Foto: Robin van den Maagdenberg, schilder Henry Taylor

To Xeno again:

‘We’ll do this cleaning shit later. At some point we should pick a colour for this grey and this white here. This should be all orange. Sometimes you just wanna see it build up. That’s the advantage of picking this frame.. Or.. yeah.. You know what. Let’s do a warm colour. Maybe just do this: Take your time. And. Make. A. Fucking. Palette. So we both can use it, and we don’t have to do it all at once. That’s the hardest part for me, making time. Just get everything off of these two. You know what I mean. Sometimes they put shit over it. I’ll just use these things up. You know what I mean. Just do big blocks. You know. Just a big fucking block. And use a warm colour for that. Orrrr…’ Then he turns to me: ‘I’m sorry, are you okay?’ Continues his instructions a bit longer, which Xeno receives impassively. ‘We’ll just block this up.’
After some more gesturing at the painting, he sets himself at the little bar.

‘You want a beer?’
We talk some more about the painting process. Taylor doesn’t spend too much time thinking about his canvases.

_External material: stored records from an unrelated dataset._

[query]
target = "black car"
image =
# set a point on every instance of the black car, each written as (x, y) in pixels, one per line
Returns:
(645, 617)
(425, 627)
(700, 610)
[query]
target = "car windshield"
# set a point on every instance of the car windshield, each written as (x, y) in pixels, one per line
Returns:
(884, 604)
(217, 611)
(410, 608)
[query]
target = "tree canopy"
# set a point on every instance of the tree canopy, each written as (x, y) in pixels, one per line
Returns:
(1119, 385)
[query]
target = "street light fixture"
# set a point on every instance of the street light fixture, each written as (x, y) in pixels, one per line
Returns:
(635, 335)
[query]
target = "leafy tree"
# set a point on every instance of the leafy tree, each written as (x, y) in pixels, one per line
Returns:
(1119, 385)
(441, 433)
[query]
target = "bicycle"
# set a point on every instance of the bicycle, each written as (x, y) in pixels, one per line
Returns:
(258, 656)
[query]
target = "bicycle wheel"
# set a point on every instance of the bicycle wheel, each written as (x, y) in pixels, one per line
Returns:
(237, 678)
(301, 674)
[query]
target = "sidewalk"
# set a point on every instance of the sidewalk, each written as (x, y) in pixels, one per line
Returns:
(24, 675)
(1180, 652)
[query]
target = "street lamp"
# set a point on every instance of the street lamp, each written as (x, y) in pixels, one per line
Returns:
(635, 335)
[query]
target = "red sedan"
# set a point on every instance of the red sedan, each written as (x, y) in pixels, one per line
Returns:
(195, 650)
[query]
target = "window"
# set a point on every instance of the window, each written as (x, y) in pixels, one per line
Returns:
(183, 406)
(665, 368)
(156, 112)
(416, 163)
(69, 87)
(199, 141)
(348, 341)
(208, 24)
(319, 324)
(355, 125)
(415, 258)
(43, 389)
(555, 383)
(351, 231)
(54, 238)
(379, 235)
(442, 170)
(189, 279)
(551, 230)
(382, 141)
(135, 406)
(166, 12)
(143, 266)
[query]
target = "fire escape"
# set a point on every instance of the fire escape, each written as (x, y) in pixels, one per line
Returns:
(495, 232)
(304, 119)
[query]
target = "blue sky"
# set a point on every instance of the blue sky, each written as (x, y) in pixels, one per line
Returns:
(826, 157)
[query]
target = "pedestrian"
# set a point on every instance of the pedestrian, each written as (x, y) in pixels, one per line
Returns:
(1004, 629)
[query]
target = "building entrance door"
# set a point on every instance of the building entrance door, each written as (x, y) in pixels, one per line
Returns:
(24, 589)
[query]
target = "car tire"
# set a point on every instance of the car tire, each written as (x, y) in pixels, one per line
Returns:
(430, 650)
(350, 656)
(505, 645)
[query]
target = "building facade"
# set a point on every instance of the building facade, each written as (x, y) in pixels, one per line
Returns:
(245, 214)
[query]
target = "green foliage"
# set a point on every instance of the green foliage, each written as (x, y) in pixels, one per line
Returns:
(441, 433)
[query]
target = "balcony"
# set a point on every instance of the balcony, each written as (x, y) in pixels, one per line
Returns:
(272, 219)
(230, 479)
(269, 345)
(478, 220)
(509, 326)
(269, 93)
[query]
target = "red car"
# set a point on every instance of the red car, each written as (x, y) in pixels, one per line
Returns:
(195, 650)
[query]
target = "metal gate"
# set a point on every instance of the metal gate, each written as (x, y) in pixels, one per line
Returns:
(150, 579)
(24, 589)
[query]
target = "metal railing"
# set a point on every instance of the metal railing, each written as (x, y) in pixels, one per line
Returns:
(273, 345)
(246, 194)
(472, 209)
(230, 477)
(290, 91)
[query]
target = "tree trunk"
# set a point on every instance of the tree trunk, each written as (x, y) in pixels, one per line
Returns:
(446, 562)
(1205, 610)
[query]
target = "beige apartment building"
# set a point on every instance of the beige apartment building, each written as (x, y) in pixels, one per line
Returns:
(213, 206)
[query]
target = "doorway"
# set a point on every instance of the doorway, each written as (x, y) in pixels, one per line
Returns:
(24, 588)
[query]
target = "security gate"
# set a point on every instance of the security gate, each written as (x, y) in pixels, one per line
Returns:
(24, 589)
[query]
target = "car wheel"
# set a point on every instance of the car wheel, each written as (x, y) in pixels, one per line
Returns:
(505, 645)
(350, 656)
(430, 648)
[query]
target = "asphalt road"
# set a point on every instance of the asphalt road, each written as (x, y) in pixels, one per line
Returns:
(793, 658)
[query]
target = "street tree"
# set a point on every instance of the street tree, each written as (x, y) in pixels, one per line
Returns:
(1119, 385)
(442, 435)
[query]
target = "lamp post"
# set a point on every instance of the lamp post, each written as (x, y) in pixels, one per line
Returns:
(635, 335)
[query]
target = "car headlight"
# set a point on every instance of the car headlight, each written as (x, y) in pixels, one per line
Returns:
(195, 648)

‘I just hunt and gather. Sometimes I just get lucky. The process changes. When there’s a demand you don’t have time to think and play as much.’
‘I work more than one way, I work abroad. If you’ve got time to play, you play. If you’re in a hurry and someone’s coming for dinner, you just scramble an egg. Sometimes you make pancakes, it all depends on the time you have. You have to adapt.’
Taylor then lets me know he really needs to get some work done. I tell him I’ll find my way out. He asks me where I’m going. I’m heading for a coffee shop close by.

‘I’ll bring you there.’
And before I know it we’re back in his car. Speeding through the city, we’re staying ahead of time.